The most acute stage myocardial infarction can last for 3 hours - 3 days from the moment of circulatory disturbance. At this stage, the Q wave may be absent on the electrocardiogram. If it is present, then the R wave has a low amplitude or is completely absent. In this case, there is a characteristic QS wave, reflecting a transmural infarction. The second sign of an acute infarction is an increase in the S-T segment by at least 4 mm above the isoline, with the formation of one large T wave.

Sometimes it is possible to detect the phase of myocardial ischemia preceding the acute phase, which is characterized by high T waves.
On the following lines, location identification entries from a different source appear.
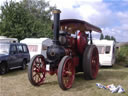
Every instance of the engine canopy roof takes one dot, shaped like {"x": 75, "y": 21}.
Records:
{"x": 72, "y": 25}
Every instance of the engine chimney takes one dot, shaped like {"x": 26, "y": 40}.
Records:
{"x": 56, "y": 26}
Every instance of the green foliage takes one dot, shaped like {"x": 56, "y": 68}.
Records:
{"x": 101, "y": 36}
{"x": 107, "y": 37}
{"x": 122, "y": 55}
{"x": 26, "y": 19}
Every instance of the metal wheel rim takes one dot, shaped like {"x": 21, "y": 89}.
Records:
{"x": 68, "y": 73}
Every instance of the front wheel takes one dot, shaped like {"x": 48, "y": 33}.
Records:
{"x": 37, "y": 70}
{"x": 66, "y": 73}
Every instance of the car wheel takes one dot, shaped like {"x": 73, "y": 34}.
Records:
{"x": 3, "y": 68}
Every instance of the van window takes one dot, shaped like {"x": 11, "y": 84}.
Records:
{"x": 101, "y": 49}
{"x": 25, "y": 49}
{"x": 107, "y": 50}
{"x": 19, "y": 48}
{"x": 13, "y": 49}
{"x": 32, "y": 48}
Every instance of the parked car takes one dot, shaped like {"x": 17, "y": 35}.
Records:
{"x": 12, "y": 56}
{"x": 37, "y": 45}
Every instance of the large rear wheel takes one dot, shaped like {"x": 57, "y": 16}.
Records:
{"x": 66, "y": 73}
{"x": 90, "y": 62}
{"x": 37, "y": 70}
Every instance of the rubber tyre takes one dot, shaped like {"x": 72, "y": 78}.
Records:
{"x": 3, "y": 68}
{"x": 89, "y": 72}
{"x": 30, "y": 74}
{"x": 60, "y": 73}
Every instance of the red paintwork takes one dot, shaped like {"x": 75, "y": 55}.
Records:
{"x": 95, "y": 63}
{"x": 81, "y": 42}
{"x": 75, "y": 61}
{"x": 68, "y": 73}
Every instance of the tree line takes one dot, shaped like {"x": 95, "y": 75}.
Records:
{"x": 26, "y": 19}
{"x": 107, "y": 37}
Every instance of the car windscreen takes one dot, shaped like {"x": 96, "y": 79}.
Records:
{"x": 4, "y": 48}
{"x": 33, "y": 48}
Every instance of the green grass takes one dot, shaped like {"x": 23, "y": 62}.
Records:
{"x": 122, "y": 55}
{"x": 15, "y": 83}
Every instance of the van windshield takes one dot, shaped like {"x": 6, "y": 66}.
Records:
{"x": 32, "y": 48}
{"x": 103, "y": 49}
{"x": 4, "y": 48}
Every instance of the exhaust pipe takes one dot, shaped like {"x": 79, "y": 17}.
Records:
{"x": 56, "y": 25}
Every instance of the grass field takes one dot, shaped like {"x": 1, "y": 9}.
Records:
{"x": 15, "y": 83}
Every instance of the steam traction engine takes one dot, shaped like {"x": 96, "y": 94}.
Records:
{"x": 69, "y": 53}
Acute stage A heart attack lasts 2–3 weeks. During this period, a wide and high-amplitude Q wave and a negative T wave are recorded on the ECG.

Subacute stage lasts up to 3 months. The ECG shows a very large negative T wave with a huge amplitude, which gradually normalizes. Sometimes a rise in the S-T segment is detected, which should have leveled off by this period. This is an alarming symptom, as it may indicate the formation of a cardiac aneurysm.
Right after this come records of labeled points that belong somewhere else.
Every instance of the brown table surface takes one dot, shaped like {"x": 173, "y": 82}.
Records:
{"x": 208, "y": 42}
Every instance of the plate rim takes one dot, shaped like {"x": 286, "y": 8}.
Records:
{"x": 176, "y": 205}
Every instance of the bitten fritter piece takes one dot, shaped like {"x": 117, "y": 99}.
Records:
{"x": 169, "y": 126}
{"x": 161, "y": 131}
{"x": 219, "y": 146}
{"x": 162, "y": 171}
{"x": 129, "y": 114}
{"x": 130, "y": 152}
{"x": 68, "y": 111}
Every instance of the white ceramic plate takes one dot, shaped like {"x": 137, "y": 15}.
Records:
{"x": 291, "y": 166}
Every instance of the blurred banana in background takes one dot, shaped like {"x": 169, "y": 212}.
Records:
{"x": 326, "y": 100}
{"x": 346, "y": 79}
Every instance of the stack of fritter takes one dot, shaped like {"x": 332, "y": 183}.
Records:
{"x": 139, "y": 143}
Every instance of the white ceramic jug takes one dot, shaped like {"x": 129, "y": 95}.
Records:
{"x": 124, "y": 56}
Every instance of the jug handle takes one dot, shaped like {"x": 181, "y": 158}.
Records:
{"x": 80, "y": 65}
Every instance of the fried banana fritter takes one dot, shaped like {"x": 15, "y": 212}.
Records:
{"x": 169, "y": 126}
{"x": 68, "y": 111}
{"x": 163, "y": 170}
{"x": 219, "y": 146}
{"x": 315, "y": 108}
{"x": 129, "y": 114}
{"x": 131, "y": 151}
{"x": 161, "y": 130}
Scar stage heart attack is final, since connective tissue is formed at the damaged site, incapable of contraction. This scar is recorded on the ECG as a Q wave, which will remain for life. Often the T wave is smoothed, has a low amplitude, or is completely negative.

Interpretation of the most common ECGs

In conclusion, doctors write the result of the ECG interpretation, which is often incomprehensible because it consists of terms, syndromes and simply statements of pathophysiological processes. Let's consider the most common ECG conclusions, which are incomprehensible to a person without a medical education.

Ectopic rhythm means not sinus - which can be either a pathology or a norm. The norm ectopic rhythm occurs when there is congenital malformation of the conduction system of the heart, but the person does not present any complaints and does not suffer from other cardiac pathologies. In other cases, an ectopic rhythm indicates the presence of blockades.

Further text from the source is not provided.